La República Dominicana tiene un gran potencial para desarrollar la industria extractiva, minería e hidrocarburos, según se ha comprobado mediante estudios técnicos realizados por expertos gran reputación, y que están compilados en la Base Nacional de Datos de Hidrocarburos ( www.bndh.gob.do ).
Pero estas riquezas deberán explotarse de manera responsable y sostenible, no solamente desde lo ambiental, sino en lo social y económico, y fundamentarse en una visión donde el ser humano sea el centro de las políticas públicas.
De hacerse así su explotación contribuiría enormemente a reducir la pobreza y la desigualdad. Por el contrario, hacerlo de manera irresponsable sería una maldición.
La experiencia en nuestro país ha sido funesta. Los conquistadores nos cambiaban el oro por espejitos, y nos quedó un estrago medioambiental de las explotaciones de Bauxita por la Alcoa, en Pedernales, y de oro, en Cotuí, por la Rosario Dominicana, aun siendo manejada por el Estado. Igual recordamos los pasivos ambientales que dejó la original Falconbridge, hoy en proceso de remediación en virtud del compromiso que se logró para que la empresa y sus nuevos socios asumieran solidariamente ese compromiso. Todo esto, así como el desastre en la explotación de la minería artesanal y la no metálica, han fomentado una concepción anti minera muy arraigada en nuestra sociedad, a pesar de los cambios positivos en tecnología y manejo ambiental logrados en los últimos años por las principales empresas mineras del país y el aporte a las finanzas públicas de la Barrick Gold, que sería una mezquindad no reconocer.
Pero todavía falta un largo camino que recorrer.
La ley 146-71, del 4 de junio de 1971, que rige la actividad minera no solo es obsoleta, sino que sus normas no protegen los intereses nacionales, ni en lo económico, ni en lo social y mucho menos en lo ambiental.

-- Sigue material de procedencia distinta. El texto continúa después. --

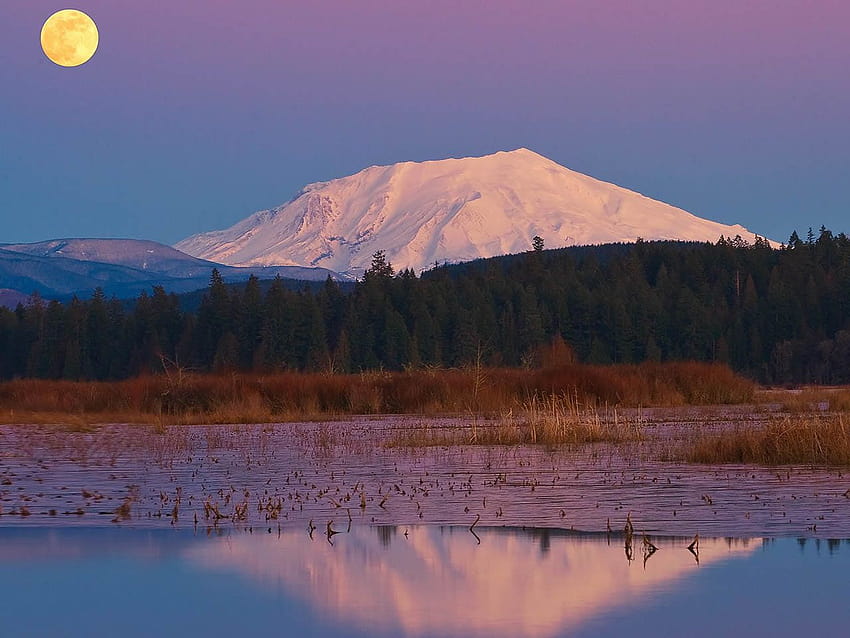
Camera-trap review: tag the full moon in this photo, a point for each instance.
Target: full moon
(69, 37)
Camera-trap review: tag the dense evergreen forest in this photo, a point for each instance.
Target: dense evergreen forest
(778, 315)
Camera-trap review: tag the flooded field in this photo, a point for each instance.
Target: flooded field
(342, 528)
(314, 474)
(413, 581)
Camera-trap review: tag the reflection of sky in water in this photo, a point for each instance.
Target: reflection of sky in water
(439, 580)
(434, 582)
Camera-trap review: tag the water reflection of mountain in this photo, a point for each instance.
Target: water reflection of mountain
(439, 580)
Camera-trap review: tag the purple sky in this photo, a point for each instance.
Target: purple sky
(195, 113)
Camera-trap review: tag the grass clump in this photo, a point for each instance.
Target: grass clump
(790, 441)
(548, 420)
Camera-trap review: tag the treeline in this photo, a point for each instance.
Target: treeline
(779, 315)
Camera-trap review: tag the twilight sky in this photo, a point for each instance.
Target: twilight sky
(195, 113)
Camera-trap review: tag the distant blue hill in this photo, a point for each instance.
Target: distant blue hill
(57, 269)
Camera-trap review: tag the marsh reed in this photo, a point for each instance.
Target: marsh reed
(289, 396)
(809, 440)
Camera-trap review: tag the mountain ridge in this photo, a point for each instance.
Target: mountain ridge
(451, 210)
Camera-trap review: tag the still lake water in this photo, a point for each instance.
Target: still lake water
(431, 581)
(203, 530)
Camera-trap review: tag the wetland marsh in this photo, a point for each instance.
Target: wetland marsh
(420, 526)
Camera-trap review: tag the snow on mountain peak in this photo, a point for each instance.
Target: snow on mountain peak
(422, 213)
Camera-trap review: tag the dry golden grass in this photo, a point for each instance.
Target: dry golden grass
(793, 440)
(253, 398)
(809, 399)
(550, 421)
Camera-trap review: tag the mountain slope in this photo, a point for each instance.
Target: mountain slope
(122, 267)
(448, 210)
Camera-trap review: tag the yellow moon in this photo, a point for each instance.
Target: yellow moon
(69, 37)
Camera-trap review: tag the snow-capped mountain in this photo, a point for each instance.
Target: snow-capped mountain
(448, 211)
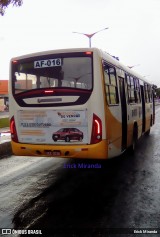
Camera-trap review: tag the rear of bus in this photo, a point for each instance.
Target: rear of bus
(57, 104)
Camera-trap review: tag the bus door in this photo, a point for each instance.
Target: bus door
(143, 109)
(124, 112)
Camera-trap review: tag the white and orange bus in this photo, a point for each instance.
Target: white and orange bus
(79, 103)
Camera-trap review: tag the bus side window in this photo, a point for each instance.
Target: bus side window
(110, 84)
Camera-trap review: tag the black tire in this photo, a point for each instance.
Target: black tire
(67, 139)
(147, 133)
(134, 140)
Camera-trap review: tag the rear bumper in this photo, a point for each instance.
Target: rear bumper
(94, 151)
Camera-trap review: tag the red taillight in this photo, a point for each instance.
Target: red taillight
(96, 130)
(13, 130)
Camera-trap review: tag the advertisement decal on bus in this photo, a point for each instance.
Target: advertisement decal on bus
(50, 127)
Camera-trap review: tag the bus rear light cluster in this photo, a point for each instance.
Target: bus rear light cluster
(96, 130)
(13, 130)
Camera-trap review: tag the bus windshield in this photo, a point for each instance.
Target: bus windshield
(50, 71)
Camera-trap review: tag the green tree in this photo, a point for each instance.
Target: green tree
(5, 3)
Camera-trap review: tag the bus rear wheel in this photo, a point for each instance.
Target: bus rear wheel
(134, 139)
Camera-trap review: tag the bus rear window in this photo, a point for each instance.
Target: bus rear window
(52, 71)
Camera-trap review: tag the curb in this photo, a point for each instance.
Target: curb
(5, 149)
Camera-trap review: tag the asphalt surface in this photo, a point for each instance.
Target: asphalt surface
(121, 196)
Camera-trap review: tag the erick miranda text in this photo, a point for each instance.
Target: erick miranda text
(82, 166)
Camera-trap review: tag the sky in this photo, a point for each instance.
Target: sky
(133, 32)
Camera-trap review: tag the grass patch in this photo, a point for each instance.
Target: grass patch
(4, 122)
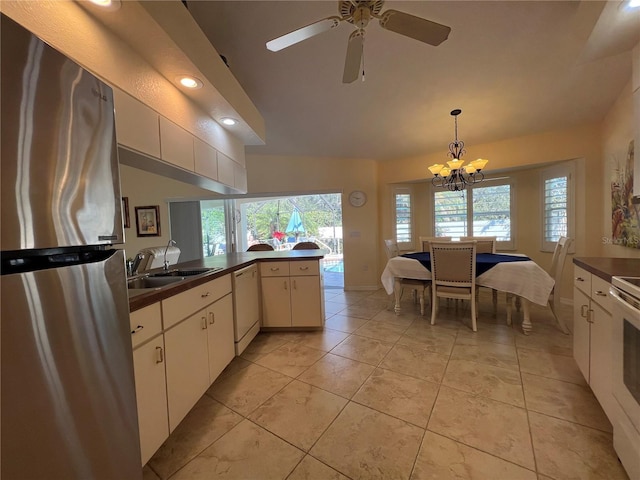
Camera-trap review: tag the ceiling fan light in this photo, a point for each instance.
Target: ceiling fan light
(110, 5)
(436, 168)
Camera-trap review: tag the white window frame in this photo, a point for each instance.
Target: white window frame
(563, 170)
(399, 190)
(501, 245)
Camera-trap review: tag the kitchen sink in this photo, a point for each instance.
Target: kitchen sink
(152, 282)
(183, 272)
(162, 279)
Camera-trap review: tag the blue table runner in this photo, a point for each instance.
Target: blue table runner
(484, 261)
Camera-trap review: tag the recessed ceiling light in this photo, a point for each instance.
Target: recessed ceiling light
(107, 4)
(629, 4)
(189, 82)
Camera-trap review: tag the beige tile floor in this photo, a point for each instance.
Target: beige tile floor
(377, 395)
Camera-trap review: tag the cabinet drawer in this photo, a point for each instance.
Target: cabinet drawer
(145, 324)
(274, 269)
(187, 303)
(304, 267)
(600, 292)
(582, 280)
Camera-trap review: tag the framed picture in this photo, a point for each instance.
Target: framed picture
(125, 212)
(148, 221)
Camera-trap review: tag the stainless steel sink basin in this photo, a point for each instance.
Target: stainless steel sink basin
(152, 282)
(183, 272)
(138, 285)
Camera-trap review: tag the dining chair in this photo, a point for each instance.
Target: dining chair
(424, 242)
(260, 247)
(419, 287)
(555, 271)
(486, 245)
(557, 266)
(453, 275)
(305, 246)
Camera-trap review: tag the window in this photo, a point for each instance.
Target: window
(481, 211)
(402, 209)
(557, 201)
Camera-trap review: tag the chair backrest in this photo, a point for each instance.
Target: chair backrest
(424, 242)
(305, 246)
(391, 248)
(559, 256)
(483, 244)
(260, 247)
(562, 242)
(453, 263)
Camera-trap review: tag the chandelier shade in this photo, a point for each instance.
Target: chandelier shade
(455, 175)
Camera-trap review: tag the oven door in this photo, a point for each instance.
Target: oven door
(626, 353)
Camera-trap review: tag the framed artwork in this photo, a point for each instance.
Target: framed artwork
(148, 221)
(125, 212)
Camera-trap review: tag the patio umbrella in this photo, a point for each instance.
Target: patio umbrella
(295, 223)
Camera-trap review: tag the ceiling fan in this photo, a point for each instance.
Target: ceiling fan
(359, 13)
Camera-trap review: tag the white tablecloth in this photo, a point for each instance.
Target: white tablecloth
(526, 279)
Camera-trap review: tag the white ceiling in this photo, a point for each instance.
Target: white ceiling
(514, 68)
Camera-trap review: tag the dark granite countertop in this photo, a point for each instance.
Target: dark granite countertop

Es una ley que ha permitido que empresas que explotan nuestras riquezas no renovables lo hagan sin paga o pagando poquísimo por lo que extraen, dejando pasivos ambientales costosos y difíciles de remediar.
Debe rescatarse el proyecto de Ley de Minería Nacional que después de tres años de discusiones se introdujo en el Senado de la República en 2019, durante la administración pasada, donde perimió.
Igual ocurrió con el anteproyecto de Ley que creaba las normas sobre el uso y destino de los fondos mineros (SINAGEREN), preparado en la gestión pasada del Ministerio de Energía y Minas, que se habrá quedado olvidado en alguna gaveta del Palacio Nacional.
Si a esto le sumamos la desconfianza en las instituciones públicas, producto del clientelismo, la ineficiencia y la corrupción, entre otras cosas, tenemos la fórmula perfecta que alimenta nuestra cultura anti minera, de la que se aprovechan los fundamentalistas medioambientales y los politiqueros para boicotear cualquier proyecto, aun antes de realizarse el estudio de impacto ambiental que exige la ley para otorgar el permiso definitivo de explotación.
Esto ha ocurrido con el Proyecto Romero que, no obstante contar con las condiciones legales, técnicas y económicas que exige la ley, no ha podido presentar a la consideración del Ministerio de Medio Ambiente su estudio de Impacto Ambiental. Esto equivale a quemar a un estudiante antes de presentar su examen. Es una oportunidad perdida que podía generar más ingresos fiscales y llevar desarrollo a las comunidades cercanas a dicha mina.
Y así habrá otras si no somos capaces de organizar el sector con una visión desarrollista y rescatamos la confianza en lo público, en nuestras instituciones y funcionarios.
Aunque podrían pensar que somos un mendigo sentado en una mina de oro, debemos cuidar de cómo la explotamos. Si no podemos hacerlo bien dejemos esas riquezas ahí, la tecnología se desarrolla a gran velocidad y llegará el día que podremos hacerlo apropiadamente, defendiendo nuestros recursos no renovables y cuidando nuestro hábitat, en beneficio de las generaciones que nos sucederán.
Ese es nuestro reto y nuestra responsabilidad.